ANNIE: Don’t you think I should love the guy? Even just a little?
CLARINDA: Well…
ANNIE: I won’t settle for a man I don’t love. I won’t get married just to get married.
CLARINDA: I almost did. I almost got married for that whole Queen for a Day Wedding Deal.
ANNIE: You never told me this.
CLARINDA: A two hundred thousand dollar destination wedding, Cancun, Mexico.
ANNIE: Wow. And you didn’t do it?
CLARINDA: And marry Sylvester? I don’t think so.
ANNIE: All that money and he peed in the sink?

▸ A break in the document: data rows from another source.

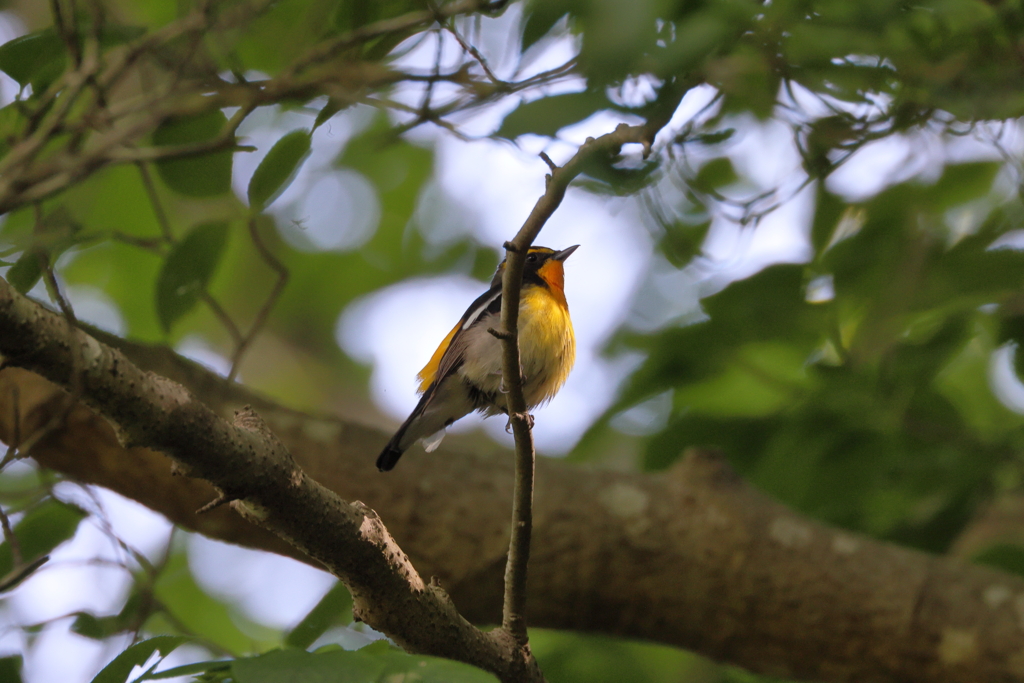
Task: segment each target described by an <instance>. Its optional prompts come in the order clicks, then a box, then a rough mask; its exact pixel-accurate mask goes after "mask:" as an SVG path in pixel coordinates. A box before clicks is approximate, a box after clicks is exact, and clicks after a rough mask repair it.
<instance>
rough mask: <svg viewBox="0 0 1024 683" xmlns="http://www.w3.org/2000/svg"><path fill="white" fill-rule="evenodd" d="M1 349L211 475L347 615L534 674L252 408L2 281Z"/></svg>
mask: <svg viewBox="0 0 1024 683" xmlns="http://www.w3.org/2000/svg"><path fill="white" fill-rule="evenodd" d="M0 352H2V353H3V355H4V362H5V365H6V366H10V367H17V368H24V369H28V370H31V371H33V372H37V373H39V374H41V375H43V376H44V377H46V378H47V379H49V380H50V381H53V382H56V383H58V384H60V385H62V386H66V387H67V386H71V384H73V381H74V383H75V384H76V386H78V387H80V388H81V391H82V396H83V399H84V400H85V402H86V403H88V404H89V405H90V407H91V408H92V409H93V410H95V411H97V412H99V413H100V414H102V415H103V416H104V417H105V418H108V419H109V420H111V421H112V422H113V423H114V424H115V425H116V426H117V429H118V433H119V437H120V440H121V441H122V442H123V443H124V444H126V445H128V446H130V447H139V446H144V447H148V449H153V450H156V451H160V452H162V453H165V454H167V455H169V456H171V457H172V458H173V459H174V460H175V461H176V462H177V463H178V464H179V466H181V467H182V468H184V469H185V470H186V471H187V472H188V473H189V474H190V475H191V476H195V477H200V478H203V479H206V480H207V481H209V482H210V483H212V484H213V485H215V486H216V487H217V488H218V489H219V490H220V492H221V493H222V494H223V496H225V497H226V498H227V499H228V500H231V501H232V507H233V508H234V510H236V511H237V512H239V513H240V514H242V515H243V516H244V517H246V518H247V519H249V520H250V521H252V522H254V523H256V524H259V525H260V526H263V527H265V528H267V529H269V530H271V531H273V532H274V533H275V535H278V536H280V537H281V538H282V539H284V540H285V541H287V542H288V543H289V544H291V545H292V546H294V547H295V548H297V549H299V550H300V551H301V552H303V553H305V554H306V555H308V556H309V557H310V558H313V559H314V560H316V561H317V562H319V563H321V564H322V565H323V566H325V567H327V568H328V569H329V570H330V571H332V572H333V573H334V574H335V575H337V577H338V578H339V579H341V580H342V581H344V582H345V584H346V585H347V586H348V587H349V590H351V592H352V596H353V599H354V613H355V614H356V616H357V617H358V618H361V620H362V621H365V622H367V623H368V624H370V625H371V626H373V627H374V628H375V629H377V630H379V631H381V632H383V633H386V634H387V635H389V636H390V637H391V638H393V639H394V640H395V641H396V642H397V643H399V644H400V645H401V646H402V647H404V648H406V649H408V650H410V651H414V652H425V653H431V654H436V655H439V656H444V657H449V658H452V659H458V660H461V661H466V663H468V664H472V665H474V666H477V667H480V668H481V669H484V670H486V671H489V672H492V673H494V674H496V675H497V676H498V677H499V678H500V679H501V680H503V681H510V682H511V681H516V682H519V681H536V680H543V679H541V678H540V677H539V673H538V672H537V671H536V666H535V667H534V668H532V670H530V669H529V668H526V667H524V666H523V663H522V661H521V660H520V659H519V658H518V657H515V656H514V650H513V649H512V648H511V646H510V645H511V643H510V642H508V641H507V640H506V639H504V638H502V637H501V635H498V636H497V637H494V636H490V635H487V634H484V633H482V632H480V631H479V630H477V629H476V628H474V627H473V626H472V625H471V624H470V623H469V622H467V621H466V620H465V618H463V617H462V616H461V615H460V614H459V612H458V611H457V610H456V608H455V605H454V604H453V603H452V601H451V599H449V597H447V595H446V594H445V593H444V591H443V590H442V589H440V588H439V586H436V585H433V584H430V585H427V584H425V583H424V582H423V580H422V579H421V578H420V575H419V573H417V571H416V569H415V568H414V567H413V565H412V563H411V562H410V561H409V559H408V557H407V556H406V554H404V553H403V552H402V551H401V549H400V548H399V547H398V545H397V544H396V543H395V541H394V539H393V538H392V537H391V535H390V533H389V532H388V530H387V529H386V528H385V527H384V524H383V523H382V522H381V520H380V517H378V516H377V513H376V512H374V511H373V510H371V509H370V508H368V507H367V506H366V505H364V504H362V503H358V502H355V503H347V502H345V501H343V500H341V499H339V498H338V497H337V495H335V494H334V493H332V492H331V490H329V489H327V488H325V487H324V486H323V485H321V484H319V483H317V482H316V481H314V480H313V479H311V478H310V477H309V476H307V475H306V474H305V472H303V470H302V469H301V468H300V467H299V466H298V465H297V464H296V463H295V461H294V460H292V457H291V455H290V454H289V452H288V449H287V447H286V446H285V445H284V443H283V442H282V441H281V440H279V439H278V437H276V436H274V435H273V433H272V432H271V431H270V429H269V428H268V427H267V426H266V424H265V423H264V422H263V420H262V419H261V418H260V417H259V416H258V415H257V414H256V413H255V411H253V410H252V409H251V408H250V407H248V405H247V407H245V408H243V409H242V410H241V411H238V412H236V416H234V420H233V423H228V422H226V421H225V420H223V419H221V418H220V417H219V416H218V415H217V414H216V413H214V412H213V411H212V410H210V408H208V407H207V405H206V404H204V403H203V402H202V401H200V400H198V399H197V398H196V397H195V396H194V395H193V394H191V393H190V392H189V391H188V390H187V389H185V388H184V387H182V386H181V385H180V384H177V383H176V382H173V381H171V380H169V379H166V378H164V377H161V376H159V375H155V374H153V373H146V372H144V371H142V370H140V369H138V368H137V367H136V366H135V365H134V364H132V362H131V361H130V360H129V359H128V358H127V357H125V355H124V354H123V353H121V352H120V351H118V350H117V349H114V348H111V347H109V346H106V345H105V344H102V343H100V342H98V341H97V340H96V339H95V338H93V337H91V336H89V335H87V334H86V333H85V332H83V331H81V330H75V332H74V335H69V331H68V328H67V325H66V321H65V318H63V317H61V316H60V315H58V314H56V313H54V312H52V311H49V310H47V309H45V308H43V307H42V306H40V305H39V304H37V303H35V302H33V301H31V300H30V299H27V298H26V297H24V296H22V295H20V294H18V293H17V292H16V291H15V290H14V289H13V288H12V287H10V285H8V284H7V283H6V281H3V280H0ZM76 355H79V356H80V357H81V364H78V362H76Z"/></svg>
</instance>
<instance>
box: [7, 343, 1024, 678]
mask: <svg viewBox="0 0 1024 683" xmlns="http://www.w3.org/2000/svg"><path fill="white" fill-rule="evenodd" d="M7 337H8V328H7V326H5V325H0V340H3V339H6V338H7ZM117 343H118V344H119V345H120V346H121V348H123V349H124V350H125V352H126V353H128V354H129V355H130V356H131V357H132V358H133V359H134V360H135V361H136V362H138V364H139V365H142V366H144V367H145V368H146V369H148V370H151V371H154V372H158V373H160V374H162V375H166V376H170V377H172V378H174V379H176V380H178V381H180V382H182V383H183V384H186V385H187V386H188V387H189V389H190V390H191V391H193V392H194V393H195V394H196V395H198V396H200V397H202V398H203V399H204V400H205V401H206V402H207V403H208V404H210V405H212V407H215V408H216V409H217V410H218V411H219V412H220V413H222V414H224V413H229V412H230V411H232V410H234V409H237V408H238V407H240V405H243V404H245V403H248V402H251V403H252V404H253V405H255V407H256V408H257V410H258V411H259V412H260V415H261V416H263V417H264V419H266V421H267V422H268V423H269V424H270V425H272V426H273V428H274V431H275V433H278V434H279V435H280V436H281V438H282V440H284V441H285V443H286V444H287V445H288V449H289V451H290V452H291V453H292V454H293V455H294V457H295V458H296V460H297V461H298V462H299V463H300V464H301V465H302V468H303V469H304V470H305V472H306V473H307V474H308V475H309V476H312V477H315V478H316V479H317V480H318V481H321V482H323V483H325V484H326V485H328V486H329V487H330V488H332V489H333V490H336V492H338V493H339V494H340V495H342V496H343V497H344V498H346V499H348V500H361V501H364V502H366V503H367V504H368V505H371V506H372V507H373V508H374V509H376V510H379V511H380V512H381V515H382V517H383V518H384V519H386V520H387V526H388V530H389V531H390V532H391V533H392V535H394V538H395V539H396V540H397V541H398V543H399V544H401V547H402V549H403V550H404V551H406V552H408V553H409V555H410V558H411V559H412V560H413V561H414V562H415V563H416V566H417V567H418V568H419V569H420V571H421V572H423V575H433V577H436V578H437V579H438V581H439V583H440V585H442V586H443V587H444V588H445V589H446V590H447V592H449V594H450V595H451V596H452V599H453V600H454V601H455V603H456V604H457V605H459V607H460V610H461V612H462V613H463V614H464V615H465V616H466V617H467V618H469V620H471V621H473V622H475V623H480V624H496V623H499V622H500V620H501V609H502V595H503V592H502V574H503V568H504V566H505V553H506V550H507V549H508V545H507V544H508V536H507V533H508V517H507V508H506V505H505V503H504V501H506V500H508V497H509V496H510V495H511V492H512V483H513V473H512V467H511V458H510V457H509V455H508V454H507V453H503V452H493V453H490V454H485V453H475V454H472V455H470V454H467V453H465V452H460V451H459V450H458V447H456V446H458V442H459V440H460V439H459V438H458V437H457V436H456V437H450V438H449V439H447V440H446V441H445V443H446V446H447V447H444V449H443V451H442V453H438V454H433V455H423V454H416V453H413V454H410V456H409V458H410V460H409V462H403V464H402V467H401V468H399V469H397V470H395V471H394V472H393V473H392V474H391V475H390V476H388V477H387V478H386V481H385V480H384V478H382V477H380V476H378V475H377V474H378V473H377V471H376V470H375V469H374V468H373V463H372V462H371V460H368V456H367V454H369V453H373V452H374V451H375V449H377V447H378V446H379V445H380V443H382V442H383V441H384V440H386V439H387V436H388V434H386V433H384V432H382V431H378V430H374V429H370V428H367V427H364V426H360V425H358V424H355V423H352V422H344V421H339V420H335V419H328V418H323V417H314V416H308V415H302V414H299V413H296V412H294V411H290V410H287V409H284V408H281V407H276V405H274V404H272V403H270V402H268V401H266V400H265V399H262V398H260V397H259V396H256V395H253V394H252V393H250V392H248V391H246V390H245V389H244V388H242V387H239V386H230V387H226V386H225V385H224V383H223V378H220V377H217V376H216V375H213V374H211V373H209V372H208V371H205V370H204V369H202V368H200V367H199V366H197V365H196V364H193V362H190V361H187V360H184V359H182V358H180V357H178V356H176V355H174V353H173V352H171V351H169V350H167V349H163V348H159V347H146V346H140V345H134V344H130V343H128V342H124V341H119V342H117ZM14 386H17V387H18V392H17V393H18V394H19V396H20V400H22V408H20V410H19V414H20V415H22V416H23V420H24V421H25V423H26V424H25V425H24V427H23V429H24V430H25V431H31V430H32V429H33V428H34V427H35V426H38V425H39V424H42V423H44V422H46V421H47V419H48V417H49V416H50V415H51V414H52V412H53V411H55V410H59V409H60V407H61V401H62V399H63V395H65V394H63V392H62V391H60V390H59V389H57V388H56V387H54V386H53V385H52V384H50V383H48V382H46V381H45V380H43V379H41V378H39V377H38V376H36V375H33V374H31V373H28V372H25V371H22V370H17V369H8V370H5V371H3V372H0V438H10V435H11V434H12V431H13V425H12V422H11V421H12V418H13V416H14V412H13V411H12V407H11V404H10V401H11V399H12V398H13V396H14V392H13V391H12V387H14ZM33 453H34V457H35V458H36V459H37V460H39V462H40V463H42V464H44V465H45V466H47V467H51V468H53V469H56V470H58V471H60V472H65V473H66V474H68V475H69V476H71V477H73V478H76V479H78V480H80V481H84V482H88V483H96V484H99V485H103V486H106V487H109V488H112V489H113V490H117V492H119V493H121V494H123V495H125V496H128V497H130V498H133V499H135V500H137V501H140V502H141V503H143V504H145V505H147V506H148V507H151V508H153V509H155V510H158V511H160V512H162V513H163V514H165V515H167V516H168V517H169V518H170V519H171V520H172V521H174V522H176V523H178V524H181V525H182V526H184V527H186V528H191V529H196V530H198V531H200V532H202V533H205V535H207V536H210V537H211V538H216V539H221V540H224V541H228V542H231V543H238V544H241V545H245V546H249V547H254V548H261V549H264V550H270V551H272V552H278V553H282V554H286V555H290V556H293V557H299V558H300V559H302V558H303V557H304V556H303V555H302V554H301V553H300V552H299V551H298V550H297V549H295V548H294V547H292V546H289V545H288V544H286V543H284V542H283V541H282V540H281V539H280V538H278V537H275V536H273V535H271V533H269V532H267V531H266V530H265V529H263V528H261V527H258V526H254V525H252V524H251V523H249V522H248V521H246V520H245V519H243V518H241V517H240V516H238V515H237V514H236V513H234V512H232V510H231V509H230V508H228V507H226V506H225V507H222V508H220V509H218V510H214V511H213V512H211V513H209V514H207V515H202V516H197V515H196V510H197V508H199V507H200V506H202V505H203V504H205V503H207V502H209V501H210V500H211V499H212V498H214V496H215V492H214V490H213V489H212V488H211V487H210V486H209V484H207V483H206V482H204V481H202V480H199V479H195V478H189V477H182V476H175V475H173V474H172V473H171V464H170V461H169V460H167V458H165V457H164V456H163V455H161V454H158V453H154V452H152V451H148V450H146V449H141V447H133V449H130V450H125V449H123V447H122V446H121V445H120V444H119V443H118V441H117V439H116V438H115V436H114V431H113V430H112V429H111V427H110V425H109V424H108V423H106V421H105V420H103V419H102V418H99V417H97V416H95V415H94V414H93V413H92V412H91V411H89V410H88V409H86V408H84V407H82V408H79V409H76V411H75V412H74V413H73V414H72V415H71V416H70V417H69V420H68V421H67V425H66V426H65V428H62V429H61V430H58V431H55V432H53V433H52V434H50V436H48V437H47V438H46V439H44V440H43V441H41V442H40V443H39V444H38V445H37V447H36V449H35V450H34V452H33ZM453 482H458V485H453ZM534 540H535V552H534V554H532V557H531V558H530V584H529V600H528V614H529V620H530V624H531V625H534V626H536V627H544V628H555V629H569V630H577V631H590V632H596V633H604V634H609V635H618V636H625V637H630V638H640V639H646V640H651V641H656V642H662V643H668V644H672V645H678V646H682V647H687V648H689V649H692V650H695V651H697V652H699V653H702V654H705V655H707V656H711V657H714V658H716V659H720V660H724V661H729V663H731V664H735V665H738V666H741V667H745V668H746V669H750V670H752V671H756V672H760V673H766V674H771V675H777V676H784V677H790V678H796V679H801V680H815V681H836V682H841V681H843V682H845V681H851V682H852V681H864V680H871V681H878V682H880V683H889V682H891V683H897V682H899V683H977V682H978V681H986V682H988V681H996V682H1000V681H1001V682H1020V681H1024V624H1022V620H1021V605H1022V604H1024V581H1022V580H1021V579H1019V578H1016V577H1012V575H1010V574H1006V573H1001V572H998V571H992V570H990V569H987V568H984V567H979V566H973V565H971V564H967V563H965V562H963V561H959V560H954V559H948V558H939V557H934V556H930V555H926V554H924V553H920V552H915V551H910V550H907V549H904V548H900V547H897V546H894V545H891V544H887V543H880V542H878V541H873V540H871V539H868V538H866V537H863V536H860V535H856V533H850V532H848V531H844V530H841V529H836V528H829V527H827V526H824V525H822V524H819V523H817V522H814V521H812V520H809V519H807V518H805V517H802V516H800V515H798V514H796V513H794V512H792V511H790V510H787V509H785V508H784V507H783V506H781V505H779V504H777V503H775V502H774V501H771V500H770V499H768V498H767V497H765V496H764V495H762V494H760V493H758V492H756V490H754V489H753V488H751V487H750V486H748V485H746V484H744V483H743V482H742V481H741V480H739V479H738V478H737V477H736V476H735V474H733V473H732V472H731V471H730V470H729V468H728V467H727V465H726V464H725V463H724V462H723V461H722V460H721V458H719V457H717V456H716V455H714V454H711V453H706V452H698V453H692V454H690V455H689V457H687V458H685V459H684V460H683V461H682V462H681V463H680V464H679V465H678V466H676V467H675V468H673V469H672V470H670V471H669V472H667V473H665V474H662V475H645V474H630V473H622V472H600V471H593V470H587V469H582V468H579V467H571V466H566V465H562V464H560V463H557V462H552V461H549V460H547V459H543V458H542V459H541V460H540V461H539V462H538V487H537V495H536V509H535V526H534ZM304 559H305V560H306V561H307V562H310V563H312V564H314V565H316V564H317V563H316V562H315V561H314V560H311V559H309V558H308V557H305V558H304Z"/></svg>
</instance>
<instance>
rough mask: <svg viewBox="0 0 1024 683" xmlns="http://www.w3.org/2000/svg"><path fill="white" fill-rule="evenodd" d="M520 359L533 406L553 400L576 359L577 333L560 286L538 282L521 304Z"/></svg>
mask: <svg viewBox="0 0 1024 683" xmlns="http://www.w3.org/2000/svg"><path fill="white" fill-rule="evenodd" d="M519 359H520V362H521V364H522V371H523V376H524V377H525V379H526V383H525V385H524V387H523V389H524V394H525V398H526V403H527V404H529V405H530V407H534V405H538V404H540V403H543V402H545V401H548V400H550V399H551V398H552V397H553V396H554V395H555V394H556V393H557V392H558V390H559V389H560V388H561V387H562V385H563V384H564V383H565V379H566V378H567V377H568V375H569V371H570V370H572V364H573V362H575V335H574V334H573V332H572V321H571V319H570V318H569V309H568V306H566V305H565V297H564V296H563V295H562V293H561V291H560V290H550V289H548V288H546V287H540V286H534V287H528V288H526V289H525V290H524V291H523V294H522V300H521V302H520V305H519Z"/></svg>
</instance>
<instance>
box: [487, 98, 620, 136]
mask: <svg viewBox="0 0 1024 683" xmlns="http://www.w3.org/2000/svg"><path fill="white" fill-rule="evenodd" d="M610 105H611V104H610V102H608V99H607V97H605V96H604V93H603V92H595V91H591V90H587V91H584V92H570V93H568V94H564V95H552V96H551V97H542V98H540V99H535V100H534V101H530V102H523V103H521V104H519V106H517V108H516V109H515V110H514V111H513V112H512V113H511V114H509V115H508V116H507V117H505V120H504V121H503V122H502V125H501V127H500V128H499V129H498V132H497V133H495V134H496V135H498V136H499V137H507V138H509V139H510V140H511V139H515V138H516V137H518V136H519V135H523V134H525V133H532V134H534V135H549V136H550V135H554V134H555V133H557V132H558V131H559V130H561V129H562V128H564V127H565V126H568V125H569V124H573V123H578V122H580V121H583V120H584V119H586V118H588V117H589V116H591V115H592V114H594V113H596V112H599V111H601V110H604V109H608V108H609V106H610Z"/></svg>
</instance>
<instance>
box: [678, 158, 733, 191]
mask: <svg viewBox="0 0 1024 683" xmlns="http://www.w3.org/2000/svg"><path fill="white" fill-rule="evenodd" d="M738 178H739V176H737V175H736V170H735V169H734V168H733V167H732V162H731V161H729V159H728V157H719V158H718V159H713V160H711V161H710V162H708V163H707V164H705V165H703V166H701V167H700V170H699V171H697V174H696V177H694V178H693V179H692V180H690V185H692V186H693V187H694V188H696V189H698V190H700V191H702V193H711V191H714V190H716V189H718V188H719V187H724V186H725V185H730V184H732V183H733V182H735V181H736V180H737V179H738Z"/></svg>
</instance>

CLARINDA: He was raised by pigs. And that’s a slander to pigs. (scans audience) Now I’m back looking around for a Mister Maybe.
ANNIE: Oh my God.
CLARINDA: (to audience) Every once in a while a guy comes along who…. if you squint a little…
ANNIE: (to audience) If you cut your expectations off a little…say…at the knee.
CLARINDA: I was hoping for higher. Maybe to… (indicates waist) …here. Because maybe I want the whole package.
ANNIE: If he just can get above here… (indicates breasts) …to maybe here…(touches head) …is this too much to ask?
CLARINDA: Is he breathing? He doesn’t stink? Okay, maybe!
ANNIE: Because after you have weeded out the weird and the dim…
CLARINDA: …the goof balls and the meatballs there is… (waves hand at men [or man] in Audience)
…like you, a Maybe. Not George Clooney, but okay.
ANNIE: So you put on that low cut off the shoulder spaghetti strap clingy thing…
CLARINDA: …that you keep around for just such an occasion…
ANNIE: …and the high heels that hurt like hell.
CLARINDA: It’s foot bondage, ladies. They want to cripple us.
ANNIE: They want to bankrupt us.
CLARINDA: But you get all dolled up and go meet this Mister Maybe.
ANNIE: And after five minutes…
CLARINDA: Even with a drink, and you will need a drink, because after five minutes you’re thinking…
ANNIE: You’re not him.
CLARINDA: You’re not even close to him. (to Audience) It is not that we can’t get dates.
ANNIE: We’ve had dates.
CLARINDA: It’s just frankly…the field is not impressive.
ANNIE: The field is more like a pasture.
CLARINDA: The pasture is a wasteland.
ANNIE: Seven billion people on the planet and half of those are men.
CLARINDA: Deduct ten percent for gay.
ANNIE: Maybe more in certain cities.
CLARINDA: Okay, that’s still a lot of men. But somehow…
ANNIE: Somehow it seems the gene pool is drying up.